Die schwarz-gelbe Energiepolitik in Deutschland ist nach Ansicht der Industrie auf einem gefährlichen Weg. Das produzierende Gewerbe zahle schon jetzt "mit die höchsten Strompreise in Europa", klagt der Präsident des Bundesverbands der Deutschen Industrie (BDI), Hans-Peter Keitel. Das mindere die internationale Wettbewerbsfähigkeit und werde zu einem drastischen Verlust an Arbeitsplätzen führen. In einem Gespräch mit dem Magazin "Focus" forderte Keitel die Bundesregierung auf, diese Sorgen endlich ernst zu nehmen.

"Preisunterschiede kosten Existenzen"

Der BDI-Präsident führte als Beispiel die Edelstahlproduktion an: So zahle der ThyssenKrupp-Konzern für die Megawattstunde Strom an seinem deutschen Standort Krefeld rund 80 Euro, am Standort Italien nur 60 Euro und in den USA sogar nur 40 Euro. Die enormen Kostenunterschiede führten dazu, dass in Deutschland Arbeitsplätze verschwänden.
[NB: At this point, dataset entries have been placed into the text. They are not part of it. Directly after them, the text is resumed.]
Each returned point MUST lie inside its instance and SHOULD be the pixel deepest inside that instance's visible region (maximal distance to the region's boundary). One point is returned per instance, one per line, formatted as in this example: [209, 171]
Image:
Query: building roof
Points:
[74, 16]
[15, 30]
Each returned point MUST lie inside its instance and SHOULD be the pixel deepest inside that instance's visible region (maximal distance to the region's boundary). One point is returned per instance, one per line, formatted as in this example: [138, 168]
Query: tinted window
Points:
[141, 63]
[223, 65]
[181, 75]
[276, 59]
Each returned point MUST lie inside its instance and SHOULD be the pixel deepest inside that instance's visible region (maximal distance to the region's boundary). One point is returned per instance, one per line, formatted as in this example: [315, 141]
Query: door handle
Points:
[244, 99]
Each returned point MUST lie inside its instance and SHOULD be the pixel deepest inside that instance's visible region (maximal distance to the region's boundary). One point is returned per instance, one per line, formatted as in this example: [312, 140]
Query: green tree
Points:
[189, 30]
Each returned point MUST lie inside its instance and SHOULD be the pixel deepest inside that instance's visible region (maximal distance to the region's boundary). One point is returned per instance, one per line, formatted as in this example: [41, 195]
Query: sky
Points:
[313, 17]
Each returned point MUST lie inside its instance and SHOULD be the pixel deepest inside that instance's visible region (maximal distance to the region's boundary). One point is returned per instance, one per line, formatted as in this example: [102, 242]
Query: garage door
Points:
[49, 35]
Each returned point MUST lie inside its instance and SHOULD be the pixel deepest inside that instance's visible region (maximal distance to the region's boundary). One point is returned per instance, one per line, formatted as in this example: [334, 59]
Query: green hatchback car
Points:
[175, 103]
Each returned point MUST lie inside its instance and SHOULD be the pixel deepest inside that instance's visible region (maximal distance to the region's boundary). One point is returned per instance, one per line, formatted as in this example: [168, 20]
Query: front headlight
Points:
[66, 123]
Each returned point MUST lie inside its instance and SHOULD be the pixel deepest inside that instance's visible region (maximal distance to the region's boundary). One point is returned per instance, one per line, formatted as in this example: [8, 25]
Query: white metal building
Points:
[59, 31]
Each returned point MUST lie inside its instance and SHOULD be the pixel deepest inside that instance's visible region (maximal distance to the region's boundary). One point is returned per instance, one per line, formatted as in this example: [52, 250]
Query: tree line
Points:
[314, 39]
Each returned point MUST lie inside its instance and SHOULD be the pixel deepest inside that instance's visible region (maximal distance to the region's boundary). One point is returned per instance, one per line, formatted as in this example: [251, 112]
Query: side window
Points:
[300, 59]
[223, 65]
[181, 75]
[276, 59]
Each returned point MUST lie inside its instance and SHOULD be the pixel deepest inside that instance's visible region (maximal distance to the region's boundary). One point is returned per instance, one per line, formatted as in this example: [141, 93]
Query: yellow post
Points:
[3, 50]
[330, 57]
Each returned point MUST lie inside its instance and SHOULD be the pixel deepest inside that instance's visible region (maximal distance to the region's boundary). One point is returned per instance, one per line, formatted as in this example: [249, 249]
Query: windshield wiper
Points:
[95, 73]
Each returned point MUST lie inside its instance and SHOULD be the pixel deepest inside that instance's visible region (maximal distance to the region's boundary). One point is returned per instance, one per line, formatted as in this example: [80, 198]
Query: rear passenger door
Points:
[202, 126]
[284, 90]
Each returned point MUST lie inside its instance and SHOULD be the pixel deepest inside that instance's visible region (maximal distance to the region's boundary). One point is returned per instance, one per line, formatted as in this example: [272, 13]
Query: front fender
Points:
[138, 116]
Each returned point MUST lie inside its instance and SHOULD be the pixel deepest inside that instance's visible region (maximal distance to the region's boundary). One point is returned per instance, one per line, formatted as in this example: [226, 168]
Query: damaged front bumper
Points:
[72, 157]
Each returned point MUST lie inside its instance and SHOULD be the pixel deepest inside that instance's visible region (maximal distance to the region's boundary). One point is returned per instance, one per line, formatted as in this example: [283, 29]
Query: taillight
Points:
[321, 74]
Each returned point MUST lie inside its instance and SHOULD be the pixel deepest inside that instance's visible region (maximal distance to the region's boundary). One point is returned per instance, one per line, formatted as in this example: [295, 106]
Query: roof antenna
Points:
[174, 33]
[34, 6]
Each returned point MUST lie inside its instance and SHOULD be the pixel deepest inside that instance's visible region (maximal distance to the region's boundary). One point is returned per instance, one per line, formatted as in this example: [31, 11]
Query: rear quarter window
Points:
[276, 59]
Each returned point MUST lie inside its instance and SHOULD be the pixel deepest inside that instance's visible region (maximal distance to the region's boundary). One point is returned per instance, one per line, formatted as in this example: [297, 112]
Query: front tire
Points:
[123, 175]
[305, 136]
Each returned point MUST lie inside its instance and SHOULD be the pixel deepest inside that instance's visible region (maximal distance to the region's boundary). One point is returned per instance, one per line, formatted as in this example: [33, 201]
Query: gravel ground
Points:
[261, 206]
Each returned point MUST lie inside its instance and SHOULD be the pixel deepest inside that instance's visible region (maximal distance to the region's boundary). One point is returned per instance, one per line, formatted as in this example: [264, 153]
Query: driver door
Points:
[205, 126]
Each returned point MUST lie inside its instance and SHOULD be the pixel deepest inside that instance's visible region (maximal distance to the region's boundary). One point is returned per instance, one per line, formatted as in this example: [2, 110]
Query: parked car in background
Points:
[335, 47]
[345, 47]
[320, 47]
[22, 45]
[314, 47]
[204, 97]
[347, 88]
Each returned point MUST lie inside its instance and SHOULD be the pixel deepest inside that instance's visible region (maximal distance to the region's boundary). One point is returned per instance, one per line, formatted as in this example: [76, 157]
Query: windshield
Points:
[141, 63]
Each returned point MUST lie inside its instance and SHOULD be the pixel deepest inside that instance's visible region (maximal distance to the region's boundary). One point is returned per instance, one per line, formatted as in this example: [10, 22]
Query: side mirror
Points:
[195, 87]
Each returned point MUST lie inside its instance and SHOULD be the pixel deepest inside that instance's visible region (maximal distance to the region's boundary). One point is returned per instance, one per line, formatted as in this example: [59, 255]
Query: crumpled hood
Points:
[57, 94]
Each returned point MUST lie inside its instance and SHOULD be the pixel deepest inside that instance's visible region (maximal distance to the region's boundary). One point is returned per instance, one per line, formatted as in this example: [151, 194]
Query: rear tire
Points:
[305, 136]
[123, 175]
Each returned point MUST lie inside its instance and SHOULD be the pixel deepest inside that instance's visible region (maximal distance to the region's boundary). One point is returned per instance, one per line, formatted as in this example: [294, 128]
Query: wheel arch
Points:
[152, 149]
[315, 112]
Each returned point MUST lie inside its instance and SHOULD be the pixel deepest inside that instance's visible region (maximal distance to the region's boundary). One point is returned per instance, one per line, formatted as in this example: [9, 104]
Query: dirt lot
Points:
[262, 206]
Deshalb sei es "fahrlässig zu behaupten, dass die Energiewende allenfalls ein paar alten Industrien die Existenz kosten werde", sagte Keitel.

Der SPD-Vorsitzende Sigmar Gabriel sieht das Versagen der Bundesregierung an ganz anderer Stelle: "Nichts von dem, was Deutschland braucht, um den Atomausstieg hinzubekommen, wird umgesetzt", sagte er der Zeitung "Kölner Stadt-Anzeiger". Die Energiewende fahre gerade "mit Hochgeschwindigkeit vor die Wand". Deutschland habe keine Planung für Stromspeicher, der Netzausbau gehe nicht voran und auch für die Energieeffizienz werde nichts getan. "Energiepolitisch ist die Merkel-Regierung eine Tu-Nix-Koalition", sagte Gabriel. Sechs Ministerien arbeiteten in der Bundesregierung gegeneinander: " Vor allem bräuchten wir mal jemanden, der den Hut auf hat dabei", sagte der SPD-Chef.

Der SPD-Bundesvorsitzende Sigmar Gabriel (Foto: dapd)
SPD-Chef Gabriel: "Sechs Ministerien arbeiten gegeneinander"Bild: dapd

"Wind und Solar zahlen sich aus"

Bundesumweltminister Norbert Röttgen nannte diese Kritik "unseriös". Die Bundesregierung arbeite noch immer Probleme und Defizite ab, "die in der Amtszeit von Sigmar Gabriel als Bundesumweltminister entstanden sind", sagte der CDU-Politiker der Nachrichtenagentur dpa. Gabriel habe als Bundesumweltminister eine extreme Überförderung in der Photovoltaik-Vergütung zulasten der Verbraucher zu verantworten gehabt. Diese belaste auch nachwirkend die Stromverbraucher. Dagegen werde die schwarz-gelbe Koalition seit ihrem Antreten bis zur Mitte des Jahres die Vergütungssätze um über 50 Prozent reduziert haben, bei gleichzeitig dynamischem Ausbau der Photovoltaik.

Zuvor hatte Röttgen in einem Interview mit dem "Tagesspiegel am Sonntag" die Verlässlichkeit der deutschen Stromversorgung gelobt. Sie sei auch unter härtesten Bedingungen nicht durch die Energiewende gefährdet: "Gerade in diesen extrem kalten Tagen zeigt sich, dass die erneuerbaren Energien Versorgungssicherheit und Stabilität schaffen", sagte der Umweltminister. Der Ausbau von Wind und Solar zahle sich aus.